Charting the future of public relations

Dukas Public Relations

Holmes Report

Holmes Report

Dukas Public Relations founder and president Richard Dukas has more than two decades of experience in the public relations business, working in-house (most recently as director of corporate communications for Amerindo, a technology investment management firm) and with leading agencies (Ruder Finn and Morgen-Walke) and strong credentials in financial communications—particularly media relations.

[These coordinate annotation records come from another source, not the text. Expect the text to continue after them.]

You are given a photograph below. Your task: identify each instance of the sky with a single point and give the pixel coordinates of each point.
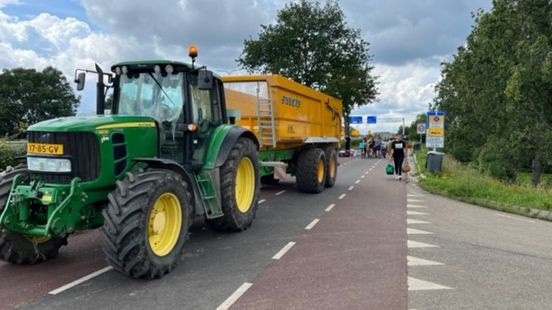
(409, 39)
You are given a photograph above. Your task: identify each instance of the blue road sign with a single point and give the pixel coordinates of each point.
(355, 119)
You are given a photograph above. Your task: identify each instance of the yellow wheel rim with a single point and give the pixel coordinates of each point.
(164, 224)
(333, 167)
(320, 170)
(245, 184)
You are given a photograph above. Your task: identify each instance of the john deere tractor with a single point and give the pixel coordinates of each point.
(165, 155)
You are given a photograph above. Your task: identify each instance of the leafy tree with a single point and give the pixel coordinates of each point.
(312, 44)
(28, 96)
(497, 91)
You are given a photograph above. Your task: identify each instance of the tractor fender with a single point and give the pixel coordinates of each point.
(161, 163)
(231, 137)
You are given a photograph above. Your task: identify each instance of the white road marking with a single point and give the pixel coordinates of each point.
(79, 281)
(414, 221)
(421, 285)
(235, 296)
(411, 206)
(418, 245)
(311, 225)
(284, 250)
(412, 231)
(514, 218)
(408, 212)
(415, 261)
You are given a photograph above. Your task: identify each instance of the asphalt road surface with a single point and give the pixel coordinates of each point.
(370, 242)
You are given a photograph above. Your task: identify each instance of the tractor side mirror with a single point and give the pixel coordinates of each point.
(205, 80)
(81, 77)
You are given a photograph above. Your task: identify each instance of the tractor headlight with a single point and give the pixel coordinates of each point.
(45, 164)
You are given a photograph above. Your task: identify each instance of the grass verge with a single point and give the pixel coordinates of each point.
(465, 183)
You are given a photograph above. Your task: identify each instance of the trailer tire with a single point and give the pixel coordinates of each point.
(331, 167)
(146, 223)
(16, 248)
(311, 171)
(239, 193)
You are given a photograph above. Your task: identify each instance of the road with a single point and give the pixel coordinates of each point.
(370, 242)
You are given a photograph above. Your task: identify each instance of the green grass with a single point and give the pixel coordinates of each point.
(464, 182)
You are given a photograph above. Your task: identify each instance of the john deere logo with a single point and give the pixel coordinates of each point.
(294, 102)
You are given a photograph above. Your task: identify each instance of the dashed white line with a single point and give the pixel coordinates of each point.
(421, 285)
(235, 296)
(79, 281)
(414, 221)
(412, 206)
(514, 218)
(415, 261)
(417, 245)
(415, 213)
(283, 251)
(412, 231)
(311, 225)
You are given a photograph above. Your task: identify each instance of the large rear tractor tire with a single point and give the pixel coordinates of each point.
(311, 171)
(331, 166)
(239, 185)
(16, 248)
(146, 223)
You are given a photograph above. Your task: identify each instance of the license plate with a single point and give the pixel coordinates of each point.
(44, 148)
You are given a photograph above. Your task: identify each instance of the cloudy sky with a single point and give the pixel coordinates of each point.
(408, 38)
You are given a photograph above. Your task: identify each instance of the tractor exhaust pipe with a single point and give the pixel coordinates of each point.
(100, 92)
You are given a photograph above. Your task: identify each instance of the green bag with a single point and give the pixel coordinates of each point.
(389, 169)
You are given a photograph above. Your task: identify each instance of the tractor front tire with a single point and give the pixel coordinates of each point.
(146, 223)
(16, 248)
(331, 166)
(311, 171)
(239, 185)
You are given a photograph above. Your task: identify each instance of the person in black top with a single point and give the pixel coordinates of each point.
(398, 152)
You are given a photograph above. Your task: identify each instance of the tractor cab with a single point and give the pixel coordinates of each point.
(186, 102)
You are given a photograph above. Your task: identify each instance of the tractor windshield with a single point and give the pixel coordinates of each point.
(151, 94)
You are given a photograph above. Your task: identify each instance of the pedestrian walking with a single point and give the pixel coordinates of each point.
(398, 153)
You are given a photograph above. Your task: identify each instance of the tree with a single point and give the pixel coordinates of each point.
(28, 96)
(312, 44)
(497, 91)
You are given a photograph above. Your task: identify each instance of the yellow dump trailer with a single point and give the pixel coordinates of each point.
(298, 127)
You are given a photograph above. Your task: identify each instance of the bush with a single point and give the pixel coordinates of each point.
(9, 150)
(494, 159)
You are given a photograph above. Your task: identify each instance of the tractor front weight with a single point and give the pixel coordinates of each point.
(46, 210)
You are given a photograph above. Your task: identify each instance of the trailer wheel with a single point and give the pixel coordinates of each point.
(331, 167)
(16, 248)
(311, 171)
(146, 223)
(239, 186)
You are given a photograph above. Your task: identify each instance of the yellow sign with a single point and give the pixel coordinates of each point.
(44, 148)
(436, 131)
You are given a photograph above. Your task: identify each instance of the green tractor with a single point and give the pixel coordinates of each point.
(165, 155)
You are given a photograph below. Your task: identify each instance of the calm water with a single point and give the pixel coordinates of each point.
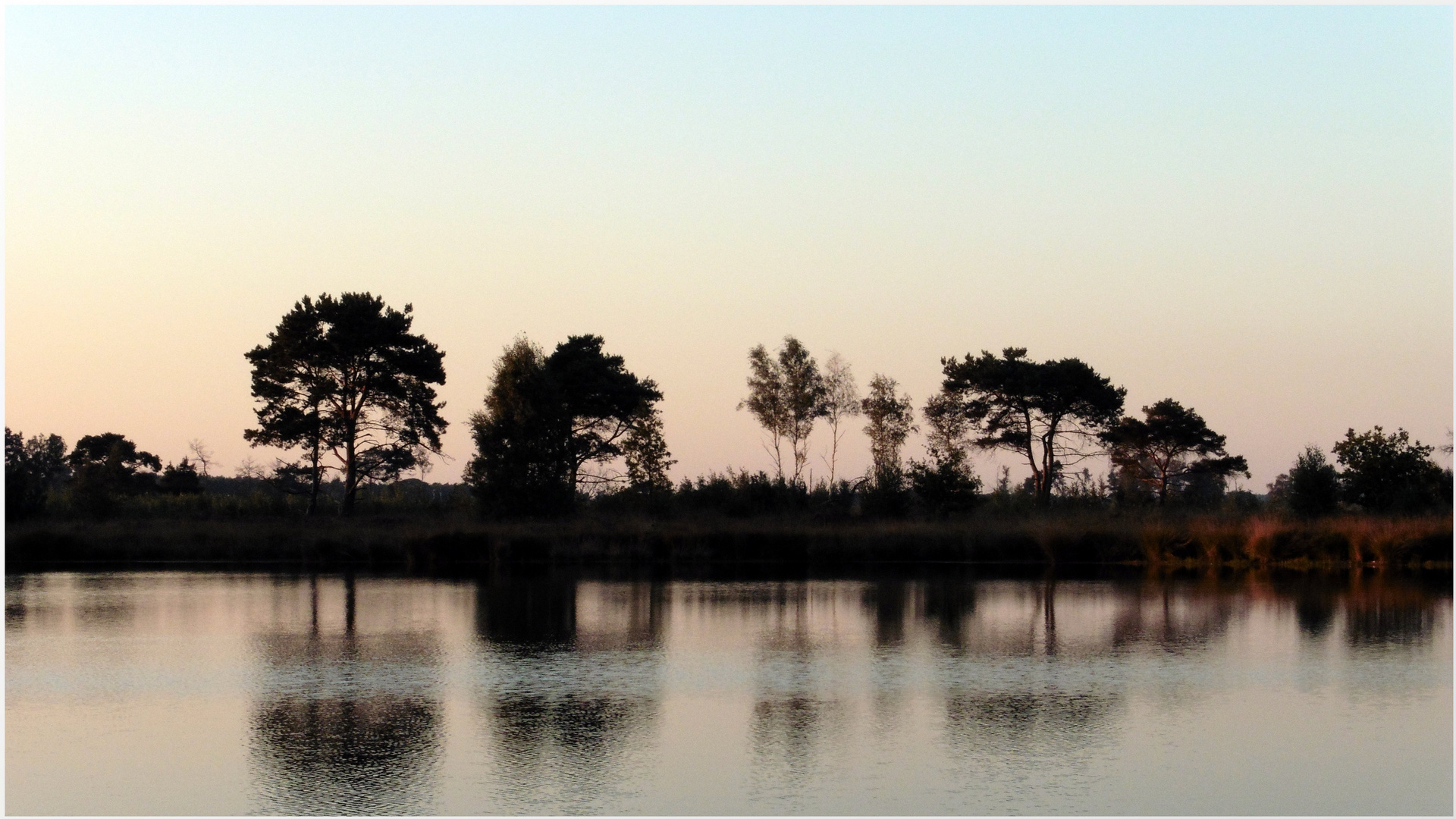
(178, 692)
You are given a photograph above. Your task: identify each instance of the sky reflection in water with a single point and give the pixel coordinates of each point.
(180, 692)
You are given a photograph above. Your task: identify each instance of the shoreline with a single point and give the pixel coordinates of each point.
(435, 545)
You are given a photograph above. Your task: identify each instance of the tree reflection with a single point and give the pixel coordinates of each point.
(564, 717)
(347, 723)
(370, 754)
(1388, 613)
(785, 733)
(1050, 723)
(528, 613)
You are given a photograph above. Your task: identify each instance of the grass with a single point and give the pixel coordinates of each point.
(447, 542)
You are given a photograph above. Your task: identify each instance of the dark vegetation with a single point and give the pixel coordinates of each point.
(571, 465)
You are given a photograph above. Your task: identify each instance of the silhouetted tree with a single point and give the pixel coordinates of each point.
(180, 479)
(647, 455)
(201, 457)
(517, 468)
(1047, 411)
(946, 482)
(346, 376)
(766, 401)
(109, 465)
(1310, 487)
(548, 417)
(290, 381)
(786, 395)
(598, 403)
(892, 420)
(840, 401)
(33, 469)
(1386, 472)
(1171, 447)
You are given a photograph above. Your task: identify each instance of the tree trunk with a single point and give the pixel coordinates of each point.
(350, 475)
(315, 479)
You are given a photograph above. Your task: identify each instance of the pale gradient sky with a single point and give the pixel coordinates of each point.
(1245, 209)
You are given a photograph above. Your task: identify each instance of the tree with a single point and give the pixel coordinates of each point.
(946, 483)
(201, 457)
(1310, 487)
(764, 401)
(892, 420)
(548, 417)
(290, 381)
(786, 395)
(180, 479)
(1049, 413)
(1171, 447)
(109, 465)
(516, 468)
(346, 376)
(1386, 472)
(647, 455)
(598, 401)
(33, 469)
(840, 401)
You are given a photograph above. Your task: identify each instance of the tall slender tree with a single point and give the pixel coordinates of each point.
(890, 420)
(785, 395)
(1050, 413)
(1169, 447)
(840, 401)
(548, 417)
(346, 376)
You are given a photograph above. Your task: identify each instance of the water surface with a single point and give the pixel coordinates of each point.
(193, 692)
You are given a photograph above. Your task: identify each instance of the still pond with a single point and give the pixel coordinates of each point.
(213, 692)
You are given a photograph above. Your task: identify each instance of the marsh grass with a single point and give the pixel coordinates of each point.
(456, 541)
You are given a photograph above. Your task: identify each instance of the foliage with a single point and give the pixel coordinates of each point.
(1172, 450)
(1310, 488)
(840, 403)
(108, 465)
(548, 417)
(946, 483)
(647, 455)
(1047, 411)
(180, 479)
(786, 394)
(1388, 472)
(346, 376)
(34, 468)
(890, 420)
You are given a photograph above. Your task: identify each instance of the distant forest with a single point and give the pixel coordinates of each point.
(348, 391)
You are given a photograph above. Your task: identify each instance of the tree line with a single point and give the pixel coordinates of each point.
(347, 388)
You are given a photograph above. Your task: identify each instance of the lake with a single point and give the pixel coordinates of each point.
(941, 691)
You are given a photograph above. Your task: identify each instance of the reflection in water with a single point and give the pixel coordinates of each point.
(1046, 723)
(946, 604)
(568, 751)
(528, 613)
(346, 755)
(1383, 613)
(940, 694)
(346, 723)
(564, 741)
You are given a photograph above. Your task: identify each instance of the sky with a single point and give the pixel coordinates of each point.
(1244, 209)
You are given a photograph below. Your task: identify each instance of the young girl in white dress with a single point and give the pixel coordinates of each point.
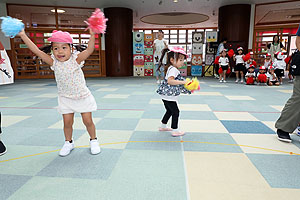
(73, 94)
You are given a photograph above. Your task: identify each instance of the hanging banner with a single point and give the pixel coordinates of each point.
(197, 53)
(6, 71)
(138, 54)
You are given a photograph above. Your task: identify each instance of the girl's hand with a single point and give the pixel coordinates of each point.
(91, 32)
(22, 32)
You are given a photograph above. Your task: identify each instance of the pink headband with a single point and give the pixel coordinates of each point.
(61, 37)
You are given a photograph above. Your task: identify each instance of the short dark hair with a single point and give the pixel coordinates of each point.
(224, 39)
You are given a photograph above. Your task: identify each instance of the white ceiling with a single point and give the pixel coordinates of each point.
(146, 7)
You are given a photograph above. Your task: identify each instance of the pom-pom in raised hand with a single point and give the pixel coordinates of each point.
(97, 22)
(217, 60)
(246, 57)
(192, 85)
(11, 26)
(230, 53)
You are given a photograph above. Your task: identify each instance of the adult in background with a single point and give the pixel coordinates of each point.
(290, 115)
(221, 47)
(159, 45)
(275, 46)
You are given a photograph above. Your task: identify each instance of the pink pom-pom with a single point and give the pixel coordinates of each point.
(246, 57)
(97, 22)
(230, 53)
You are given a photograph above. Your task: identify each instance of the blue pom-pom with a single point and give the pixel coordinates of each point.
(11, 26)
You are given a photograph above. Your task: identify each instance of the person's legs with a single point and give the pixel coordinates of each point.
(68, 125)
(237, 76)
(156, 73)
(290, 115)
(224, 75)
(2, 146)
(168, 113)
(242, 76)
(162, 72)
(89, 124)
(68, 130)
(90, 127)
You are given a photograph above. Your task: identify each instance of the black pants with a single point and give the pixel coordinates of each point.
(172, 110)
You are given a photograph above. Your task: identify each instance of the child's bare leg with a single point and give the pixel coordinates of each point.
(68, 125)
(90, 126)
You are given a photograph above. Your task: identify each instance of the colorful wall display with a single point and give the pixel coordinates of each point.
(148, 57)
(6, 71)
(138, 43)
(197, 53)
(138, 54)
(211, 36)
(183, 69)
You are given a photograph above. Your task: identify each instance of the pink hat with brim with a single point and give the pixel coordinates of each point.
(60, 37)
(179, 50)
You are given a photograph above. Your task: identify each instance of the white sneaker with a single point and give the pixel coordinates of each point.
(66, 149)
(95, 148)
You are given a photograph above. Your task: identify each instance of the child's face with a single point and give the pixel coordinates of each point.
(223, 54)
(61, 51)
(179, 62)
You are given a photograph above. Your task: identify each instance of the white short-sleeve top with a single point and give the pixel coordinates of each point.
(70, 78)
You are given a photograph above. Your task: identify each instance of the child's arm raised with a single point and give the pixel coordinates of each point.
(45, 57)
(89, 50)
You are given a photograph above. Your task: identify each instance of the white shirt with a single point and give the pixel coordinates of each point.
(172, 71)
(70, 78)
(249, 74)
(223, 61)
(272, 78)
(279, 64)
(239, 59)
(159, 46)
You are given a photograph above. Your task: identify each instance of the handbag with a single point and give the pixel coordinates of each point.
(295, 64)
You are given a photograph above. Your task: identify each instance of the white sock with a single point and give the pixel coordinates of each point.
(163, 125)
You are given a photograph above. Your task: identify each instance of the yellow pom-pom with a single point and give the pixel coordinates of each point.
(192, 85)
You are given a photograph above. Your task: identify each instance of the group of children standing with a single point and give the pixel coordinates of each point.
(270, 73)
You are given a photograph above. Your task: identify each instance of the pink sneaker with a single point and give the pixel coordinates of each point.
(177, 133)
(165, 129)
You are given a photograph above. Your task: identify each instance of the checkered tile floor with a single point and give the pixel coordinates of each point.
(230, 150)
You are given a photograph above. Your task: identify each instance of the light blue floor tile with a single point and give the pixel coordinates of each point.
(165, 141)
(81, 164)
(10, 184)
(117, 124)
(246, 127)
(49, 188)
(210, 142)
(278, 170)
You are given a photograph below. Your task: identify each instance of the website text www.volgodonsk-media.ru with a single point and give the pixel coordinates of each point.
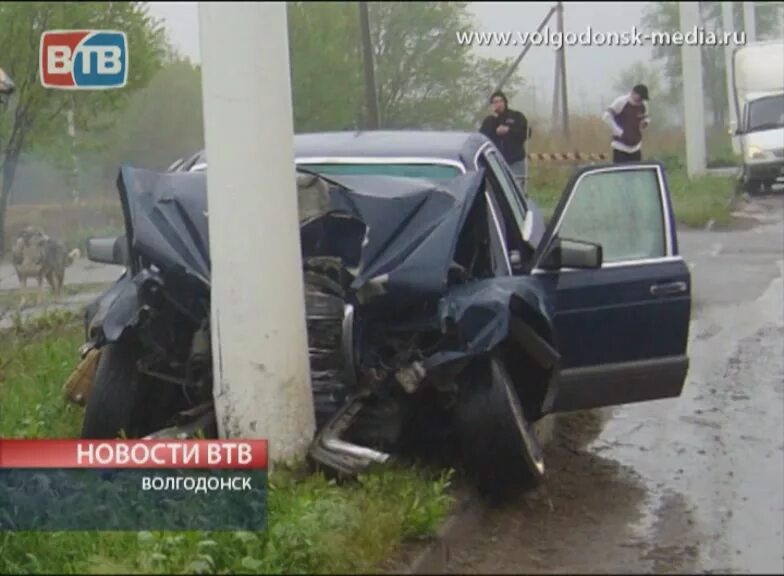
(697, 36)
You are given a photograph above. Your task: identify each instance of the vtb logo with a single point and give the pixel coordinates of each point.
(84, 59)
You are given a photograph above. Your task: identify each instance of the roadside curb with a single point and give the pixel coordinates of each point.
(453, 534)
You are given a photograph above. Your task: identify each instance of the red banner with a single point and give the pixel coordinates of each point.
(169, 453)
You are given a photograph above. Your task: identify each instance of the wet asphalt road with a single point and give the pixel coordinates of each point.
(687, 485)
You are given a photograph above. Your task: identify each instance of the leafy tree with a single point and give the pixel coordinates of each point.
(665, 17)
(36, 118)
(425, 79)
(326, 65)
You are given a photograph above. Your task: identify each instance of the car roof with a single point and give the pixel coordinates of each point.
(445, 145)
(450, 145)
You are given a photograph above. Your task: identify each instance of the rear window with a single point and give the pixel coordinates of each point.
(429, 171)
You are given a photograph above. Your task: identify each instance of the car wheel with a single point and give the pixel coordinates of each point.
(110, 408)
(123, 401)
(500, 447)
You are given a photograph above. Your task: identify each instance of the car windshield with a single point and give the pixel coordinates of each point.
(767, 113)
(429, 171)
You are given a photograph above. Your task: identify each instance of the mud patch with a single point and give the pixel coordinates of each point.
(576, 521)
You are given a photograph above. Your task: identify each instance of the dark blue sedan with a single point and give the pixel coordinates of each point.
(441, 285)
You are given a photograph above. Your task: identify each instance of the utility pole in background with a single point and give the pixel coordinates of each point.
(74, 159)
(562, 67)
(371, 99)
(728, 25)
(749, 22)
(560, 99)
(260, 358)
(693, 104)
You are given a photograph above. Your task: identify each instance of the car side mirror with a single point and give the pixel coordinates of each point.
(112, 251)
(565, 253)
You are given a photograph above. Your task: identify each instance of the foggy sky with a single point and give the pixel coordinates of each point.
(591, 70)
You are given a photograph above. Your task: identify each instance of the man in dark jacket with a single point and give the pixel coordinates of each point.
(627, 117)
(508, 129)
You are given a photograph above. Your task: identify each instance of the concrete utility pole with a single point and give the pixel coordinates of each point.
(728, 25)
(562, 70)
(259, 338)
(749, 22)
(693, 105)
(74, 160)
(371, 99)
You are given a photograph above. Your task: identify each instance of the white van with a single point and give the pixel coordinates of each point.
(758, 70)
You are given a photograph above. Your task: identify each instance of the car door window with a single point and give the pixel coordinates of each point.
(508, 189)
(622, 211)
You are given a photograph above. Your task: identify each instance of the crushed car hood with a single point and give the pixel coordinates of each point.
(411, 225)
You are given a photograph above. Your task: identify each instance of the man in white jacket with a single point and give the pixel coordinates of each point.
(627, 116)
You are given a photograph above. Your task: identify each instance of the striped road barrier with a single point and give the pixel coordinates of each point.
(566, 157)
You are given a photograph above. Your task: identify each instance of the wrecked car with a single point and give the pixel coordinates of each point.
(427, 300)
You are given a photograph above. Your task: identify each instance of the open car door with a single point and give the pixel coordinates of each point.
(621, 312)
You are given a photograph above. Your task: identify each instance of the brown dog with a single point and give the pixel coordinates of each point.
(36, 255)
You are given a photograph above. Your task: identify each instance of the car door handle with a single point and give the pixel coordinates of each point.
(669, 288)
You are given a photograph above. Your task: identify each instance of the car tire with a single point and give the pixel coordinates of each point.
(110, 408)
(123, 401)
(500, 448)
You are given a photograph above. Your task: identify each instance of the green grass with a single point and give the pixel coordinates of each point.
(316, 525)
(695, 202)
(24, 298)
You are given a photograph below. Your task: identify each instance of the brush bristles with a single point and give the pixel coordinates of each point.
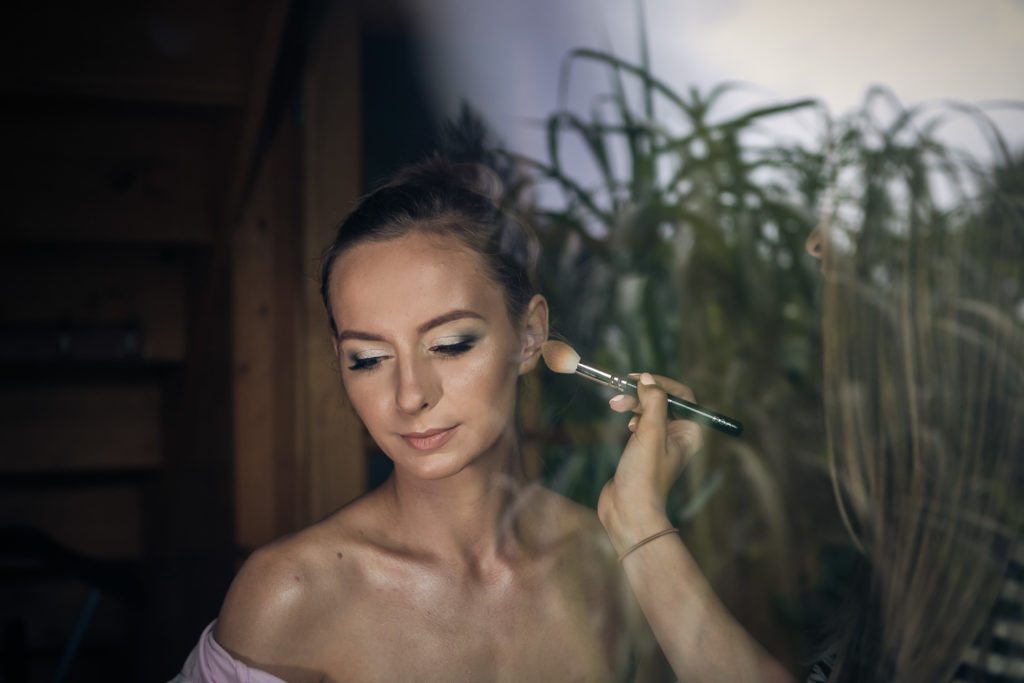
(560, 356)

So in its four years, Dukas PR has garnered a reputation as a small firm capable of getting “under the hood” of its clients’ business to understand what makes the tick and subsequently generating big top-tier media results. “It’s the Media Matters,” says the firm in its marketing material—a double entendre that signifies an understand that clients want media results, but that the focus must be on getting the right message into the most appropriate media venues.
 Dukas Public Relations enjoyed its best year to date in 2006, in part because of the strengthening of its technology practice with the addition of senior vice president Todd Barrish, who joined from Connors Communications and helped to bring in seven new tech accounts, including IncrediMail, Blip.tv and Bandwidth.com. But the firm’s professional and financial services practice also expanded, adding Danielle Rumore from Bliss Gouverneur & Associates and the addition of new business from XTF Advisors, Lane Berry International and the Credit Union National Association, joining a roster that already includes Radvision, Blue Mountain Capital Management, Michael Steinhardt (hedge fund manager and latterly philanthropist), Laurus Funds, and Havens Advisors. Revenues for 2006 were $1.3 million, almost double their 2005 level, and the firm is on a run rate to hit $1.8 million in 2006.
 There were several interesting assignments in 2006, including a media relations campaign for Radvision, generating coverage in The Wall Street Journal and on Jim Cramer’s Mad Money (and helping to boost both trading volume and market cap); proactive outreach for Havens Advisors, a relatively small hedge fund with disproportionate share of voice; and public relations support for blip.tv, website that hosts and distributes video-blogs and Web-based TV shows. But perhaps the work that Dukas is most proud of is the firm’s work to launch a new non-profit campaign, Madness Against Malaria, modeled after the NCAA’s March Madenss college basketball tournament: companies are invited to enter fund-raising teams. Dukas has its own team and has recruited three of its clients (including Steinhardt) as well as handling media relations for the cause.
 Clients, meanwhile, find Dukas “smarter, more agile and more subtle of mind” than other firms. Says one hedge fund client: “In terms of generating contacts with our target audience, we got fact to face sit downs with prominent journalists at the Wall Street Journal, Financial Times, Bloomberg (including TV), Forbes, and Fortune in fairly short order.” For most clients, those are the media that matter.